Comelec needs P6.7B to replace 97,000 ‘old’ VCMs, Senate panel learns
MANILA, Philippines — The Commission on Elections (Comelec) would need an estimated P6.7 billion to lease 97,000 new vote counting machines (VCMs) for the next polls, aiming to replace the “old” ones, a Senate panel learned Tuesday.
During a hearing of the Senate electoral reforms committee, Comelec chairman Saidamen Pangarungan stressed the need to lease new VCMs for future polls.
He attributed the malfunctions recorded in the VCMs used during the May 9 polls to the lack of budget given to the poll body.
For the 2022 budget, Comelec had requested a P12-billion allocation but was only given P8 billion by Congress, according to Pangarungan.
“Kaya po napilitan ang [It forced the] Comelec to refurbish the vote counting machines and then we have these malfunctions in the VCMs,” Pangarungan told the committee, which is chaired by Senator Imee Marcos.
“So definitely, we will recommend to lease new vote counting machines kasi itong mga VCMs, it’s 13 years old. Kailangan talagang gumamit tayo ng bago na mga [We really need to use new] VCMs for the 2025 elections,” he added.

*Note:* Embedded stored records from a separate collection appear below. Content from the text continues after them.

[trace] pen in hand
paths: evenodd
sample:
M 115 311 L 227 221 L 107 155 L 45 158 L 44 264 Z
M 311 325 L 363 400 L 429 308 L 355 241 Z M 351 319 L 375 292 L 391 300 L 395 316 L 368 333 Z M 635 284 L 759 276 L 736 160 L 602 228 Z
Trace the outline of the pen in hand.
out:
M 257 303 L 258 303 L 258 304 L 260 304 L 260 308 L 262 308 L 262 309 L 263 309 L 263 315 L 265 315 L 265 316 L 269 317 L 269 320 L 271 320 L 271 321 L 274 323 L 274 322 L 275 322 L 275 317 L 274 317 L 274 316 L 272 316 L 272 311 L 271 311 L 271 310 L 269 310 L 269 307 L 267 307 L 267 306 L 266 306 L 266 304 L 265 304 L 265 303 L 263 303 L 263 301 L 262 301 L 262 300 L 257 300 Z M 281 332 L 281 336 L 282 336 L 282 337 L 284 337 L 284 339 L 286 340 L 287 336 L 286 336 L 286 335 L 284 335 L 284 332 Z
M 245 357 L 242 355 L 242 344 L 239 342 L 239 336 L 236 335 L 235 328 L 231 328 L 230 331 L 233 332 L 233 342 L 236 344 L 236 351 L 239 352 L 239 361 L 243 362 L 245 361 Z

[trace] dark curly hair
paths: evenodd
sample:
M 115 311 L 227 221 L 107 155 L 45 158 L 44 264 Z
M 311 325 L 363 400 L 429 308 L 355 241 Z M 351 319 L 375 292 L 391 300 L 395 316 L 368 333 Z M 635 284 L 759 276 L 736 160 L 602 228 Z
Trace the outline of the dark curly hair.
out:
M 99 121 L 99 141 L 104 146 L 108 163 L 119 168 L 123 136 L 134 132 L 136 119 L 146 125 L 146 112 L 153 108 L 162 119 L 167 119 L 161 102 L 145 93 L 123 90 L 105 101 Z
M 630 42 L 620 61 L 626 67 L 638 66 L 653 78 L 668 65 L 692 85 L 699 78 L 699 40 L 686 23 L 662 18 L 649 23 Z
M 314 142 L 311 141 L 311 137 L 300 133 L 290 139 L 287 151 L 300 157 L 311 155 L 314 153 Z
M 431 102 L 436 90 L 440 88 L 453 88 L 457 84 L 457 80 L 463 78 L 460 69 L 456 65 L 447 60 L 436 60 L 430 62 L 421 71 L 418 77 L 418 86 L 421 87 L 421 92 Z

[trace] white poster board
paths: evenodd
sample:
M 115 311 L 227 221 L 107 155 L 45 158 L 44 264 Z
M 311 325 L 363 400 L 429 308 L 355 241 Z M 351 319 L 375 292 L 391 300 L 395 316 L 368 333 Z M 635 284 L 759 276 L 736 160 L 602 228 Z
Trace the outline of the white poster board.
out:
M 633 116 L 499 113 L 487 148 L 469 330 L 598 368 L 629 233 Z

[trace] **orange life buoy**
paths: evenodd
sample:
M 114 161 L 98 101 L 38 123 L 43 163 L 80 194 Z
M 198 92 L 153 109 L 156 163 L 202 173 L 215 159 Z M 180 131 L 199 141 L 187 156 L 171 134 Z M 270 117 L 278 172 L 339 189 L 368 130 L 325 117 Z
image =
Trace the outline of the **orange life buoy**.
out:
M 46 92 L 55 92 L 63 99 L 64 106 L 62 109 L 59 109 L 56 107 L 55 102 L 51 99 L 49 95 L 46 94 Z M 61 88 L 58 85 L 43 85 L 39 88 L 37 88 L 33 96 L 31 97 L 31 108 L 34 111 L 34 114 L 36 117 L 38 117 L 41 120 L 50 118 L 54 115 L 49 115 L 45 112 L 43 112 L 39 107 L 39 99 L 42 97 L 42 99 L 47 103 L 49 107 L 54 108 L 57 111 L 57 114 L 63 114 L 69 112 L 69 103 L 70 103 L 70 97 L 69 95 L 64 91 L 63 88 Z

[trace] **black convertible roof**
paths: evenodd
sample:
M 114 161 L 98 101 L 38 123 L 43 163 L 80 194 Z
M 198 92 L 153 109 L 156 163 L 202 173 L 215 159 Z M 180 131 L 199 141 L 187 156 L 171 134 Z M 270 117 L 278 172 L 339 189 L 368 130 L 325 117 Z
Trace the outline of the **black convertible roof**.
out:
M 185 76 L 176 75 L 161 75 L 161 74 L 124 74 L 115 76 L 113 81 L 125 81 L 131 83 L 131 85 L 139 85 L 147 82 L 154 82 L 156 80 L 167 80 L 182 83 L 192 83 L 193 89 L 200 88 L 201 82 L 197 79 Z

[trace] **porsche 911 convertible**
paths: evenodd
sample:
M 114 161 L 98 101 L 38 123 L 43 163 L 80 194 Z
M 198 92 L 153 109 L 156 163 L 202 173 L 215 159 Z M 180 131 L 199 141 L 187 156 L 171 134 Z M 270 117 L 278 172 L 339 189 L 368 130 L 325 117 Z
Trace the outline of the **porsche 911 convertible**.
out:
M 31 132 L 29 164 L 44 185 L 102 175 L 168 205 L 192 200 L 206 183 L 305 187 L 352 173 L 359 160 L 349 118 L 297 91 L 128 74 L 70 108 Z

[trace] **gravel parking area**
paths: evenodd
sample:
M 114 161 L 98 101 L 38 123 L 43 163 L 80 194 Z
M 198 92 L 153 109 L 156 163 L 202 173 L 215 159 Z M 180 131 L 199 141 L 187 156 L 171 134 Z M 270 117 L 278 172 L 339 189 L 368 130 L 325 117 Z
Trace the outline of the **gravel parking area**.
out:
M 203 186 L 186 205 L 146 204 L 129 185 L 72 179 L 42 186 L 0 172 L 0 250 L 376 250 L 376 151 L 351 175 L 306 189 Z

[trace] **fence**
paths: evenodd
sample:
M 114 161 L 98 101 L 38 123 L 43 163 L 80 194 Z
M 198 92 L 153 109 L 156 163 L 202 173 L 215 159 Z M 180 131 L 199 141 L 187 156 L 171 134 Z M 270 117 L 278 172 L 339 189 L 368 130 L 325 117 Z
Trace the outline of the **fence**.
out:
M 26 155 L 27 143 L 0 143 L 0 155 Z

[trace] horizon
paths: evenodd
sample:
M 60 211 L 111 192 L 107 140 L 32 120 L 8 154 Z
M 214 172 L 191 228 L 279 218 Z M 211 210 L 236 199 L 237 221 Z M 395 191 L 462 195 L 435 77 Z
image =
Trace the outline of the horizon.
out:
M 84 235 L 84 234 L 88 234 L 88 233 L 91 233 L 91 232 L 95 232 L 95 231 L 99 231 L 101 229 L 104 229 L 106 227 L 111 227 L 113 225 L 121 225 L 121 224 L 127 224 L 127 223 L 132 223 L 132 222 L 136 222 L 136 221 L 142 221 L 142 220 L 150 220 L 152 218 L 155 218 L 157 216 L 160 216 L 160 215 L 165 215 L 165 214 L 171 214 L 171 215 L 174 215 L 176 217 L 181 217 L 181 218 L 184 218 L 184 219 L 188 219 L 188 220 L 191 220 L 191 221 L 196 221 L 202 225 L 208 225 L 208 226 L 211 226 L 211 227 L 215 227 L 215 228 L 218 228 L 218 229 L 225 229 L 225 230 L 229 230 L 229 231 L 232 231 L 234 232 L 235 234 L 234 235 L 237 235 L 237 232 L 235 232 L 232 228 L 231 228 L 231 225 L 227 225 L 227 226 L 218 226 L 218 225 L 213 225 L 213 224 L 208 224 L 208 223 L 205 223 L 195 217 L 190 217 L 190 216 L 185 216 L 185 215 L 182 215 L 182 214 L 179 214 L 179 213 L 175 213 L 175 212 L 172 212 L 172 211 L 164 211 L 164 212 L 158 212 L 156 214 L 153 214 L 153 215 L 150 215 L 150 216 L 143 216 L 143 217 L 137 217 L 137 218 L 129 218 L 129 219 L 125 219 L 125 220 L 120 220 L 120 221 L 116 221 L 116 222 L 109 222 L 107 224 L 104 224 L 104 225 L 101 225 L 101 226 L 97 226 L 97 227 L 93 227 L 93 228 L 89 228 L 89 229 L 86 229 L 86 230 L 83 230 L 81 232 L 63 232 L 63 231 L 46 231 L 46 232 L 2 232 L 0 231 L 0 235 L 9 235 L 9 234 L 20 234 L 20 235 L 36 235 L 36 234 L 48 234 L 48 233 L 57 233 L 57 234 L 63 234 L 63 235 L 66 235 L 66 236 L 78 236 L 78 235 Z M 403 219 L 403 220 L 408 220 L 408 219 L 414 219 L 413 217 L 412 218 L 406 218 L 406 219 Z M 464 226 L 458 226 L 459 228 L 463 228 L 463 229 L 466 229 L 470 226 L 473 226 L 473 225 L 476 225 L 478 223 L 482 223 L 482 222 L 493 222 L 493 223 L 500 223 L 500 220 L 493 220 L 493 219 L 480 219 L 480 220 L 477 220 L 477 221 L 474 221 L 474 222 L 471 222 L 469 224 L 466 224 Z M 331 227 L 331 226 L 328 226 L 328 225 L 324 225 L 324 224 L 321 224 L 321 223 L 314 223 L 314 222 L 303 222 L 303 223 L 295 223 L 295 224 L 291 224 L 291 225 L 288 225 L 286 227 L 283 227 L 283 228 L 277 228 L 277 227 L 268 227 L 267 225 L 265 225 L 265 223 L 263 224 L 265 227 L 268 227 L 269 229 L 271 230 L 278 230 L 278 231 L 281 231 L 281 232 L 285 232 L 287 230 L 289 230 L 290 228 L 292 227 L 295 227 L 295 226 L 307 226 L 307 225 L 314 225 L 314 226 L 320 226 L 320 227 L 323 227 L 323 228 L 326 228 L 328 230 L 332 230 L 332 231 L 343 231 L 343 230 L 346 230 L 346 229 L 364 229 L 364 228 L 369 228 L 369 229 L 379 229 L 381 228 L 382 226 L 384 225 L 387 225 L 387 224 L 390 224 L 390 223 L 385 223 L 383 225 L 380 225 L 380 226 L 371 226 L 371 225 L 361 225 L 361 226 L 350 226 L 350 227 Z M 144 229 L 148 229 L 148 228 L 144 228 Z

According to Comelec commissioner George Garcia, 97,000 VCMs are already considered “very old” and that the poll body had to lease 11,100 additional new machines.
“So ako po [I] personally would recommend to the en banc—in case we’ll still be there—to retire the 97,000, it is no longer feasible at this point to use these machines in 2025,” he said.
Marcos asked how much leasing 97,000 new VCMs would cost.
“In the past elections, the lease price is about 70 percent of the purchase price. Just for the sake of discussion, kung P100,000, 70 percent [is] P70,000 per VCM,” Comelec director Bartolome Sinocruz Jr. told the senator.
“So that would bring us to P70,000 x the 97,000? P6.7 [billion], right?Somewhere there?” Marcos asked in response. Sinocruz confirmed the senator’s computation.
Marcos then suggested leasing the new machines by phase considering the amount needed to do so.
“So P6.7 billion. I don’t think we have that amount burning a hole in our pockets right now. But I think we could start, kahit phase by phase lang muna [We can do this phase by phase for now],” she added.
According to Garcia, a total of 1,310 VCMs were replaced on election day.
Of this number, 1,295 VCMs were those used in the country while 15 others were VCMs used for overseas voting.